IOM begins airlift to take South Sudan’s citizens home
January 27, 2012 (KHARTOUM) – An airlift of 12 flights aimed at carrying nearly 400 people stranded in Sudan’s capital Khartoum to their homeland in South Sudan began on Friday, the International Organization for Migration (IOM), has announced.
IOM, which conducts the airlift, announced in a press release on Thursday that the operation, which will help 165 people with 226 family members and escorts to return home, is scheduled to run for a week.
Millions of South Sudanese who lived in Sudan had to return home in droves since their region seceded from Sudan on 9 July 2012 in line with a plebiscite on independence. The vote was promised under a 2005 peace deal that ended decades of civil wars between the Muslim-ruled north and the mainly Christian South.
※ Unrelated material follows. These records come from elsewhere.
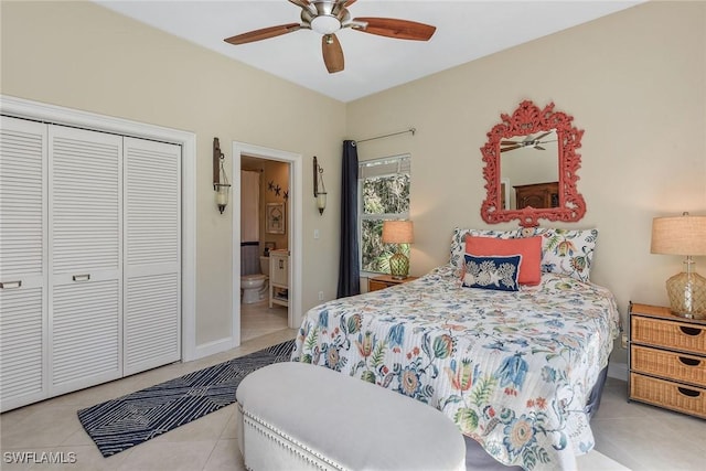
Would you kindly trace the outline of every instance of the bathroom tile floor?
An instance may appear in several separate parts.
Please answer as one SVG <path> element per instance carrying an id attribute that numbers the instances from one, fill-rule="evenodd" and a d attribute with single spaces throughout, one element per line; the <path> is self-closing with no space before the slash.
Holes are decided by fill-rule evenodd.
<path id="1" fill-rule="evenodd" d="M 287 307 L 268 306 L 267 299 L 252 304 L 240 304 L 240 342 L 287 329 Z"/>
<path id="2" fill-rule="evenodd" d="M 103 458 L 76 410 L 173 377 L 293 339 L 287 309 L 267 303 L 242 309 L 243 343 L 237 349 L 189 363 L 162 366 L 120 381 L 67 394 L 0 415 L 0 469 L 6 470 L 244 470 L 237 446 L 235 407 L 227 406 L 110 458 Z M 252 320 L 254 322 L 250 322 Z M 260 332 L 267 332 L 259 334 Z M 247 340 L 246 340 L 247 335 Z M 580 471 L 696 471 L 706 454 L 706 421 L 625 400 L 624 381 L 608 378 L 600 409 L 591 420 L 596 450 L 579 457 Z M 10 462 L 12 452 L 63 452 L 64 464 Z M 608 458 L 606 458 L 608 457 Z M 620 463 L 620 464 L 618 464 Z"/>

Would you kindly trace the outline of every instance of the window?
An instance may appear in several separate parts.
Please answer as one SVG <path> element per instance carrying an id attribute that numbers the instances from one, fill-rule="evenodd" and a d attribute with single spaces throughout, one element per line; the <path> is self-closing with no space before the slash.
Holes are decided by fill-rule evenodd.
<path id="1" fill-rule="evenodd" d="M 409 218 L 409 156 L 368 160 L 359 164 L 361 270 L 389 272 L 397 247 L 383 244 L 383 221 Z M 403 245 L 409 255 L 409 246 Z"/>

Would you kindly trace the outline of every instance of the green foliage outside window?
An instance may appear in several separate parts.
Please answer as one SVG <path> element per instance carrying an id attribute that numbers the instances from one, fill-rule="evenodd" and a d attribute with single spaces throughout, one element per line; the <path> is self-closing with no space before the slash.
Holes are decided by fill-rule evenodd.
<path id="1" fill-rule="evenodd" d="M 389 272 L 389 257 L 396 244 L 383 244 L 383 221 L 406 220 L 409 215 L 409 175 L 395 174 L 363 180 L 361 217 L 361 268 L 363 271 Z M 409 245 L 402 244 L 409 256 Z"/>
But, according to UN estimates, there are 700,000 southern Sudanese still living in north Sudan.
IOM said that the returnees will be met on arrival by its South Sudanese staff and will be helped to reach their final destination
“They include elderly and disabled people, pregnant women and people with serious medical conditions. Nine unaccompanied minors, identified by UNICEF, will also travel with the group to be reunited with their families in South Sudan” IOM’s release said.
Sudan has decided to strip southerners of their citizenship and set April as a deadline for southerners to return home or else face treatment as foreigners.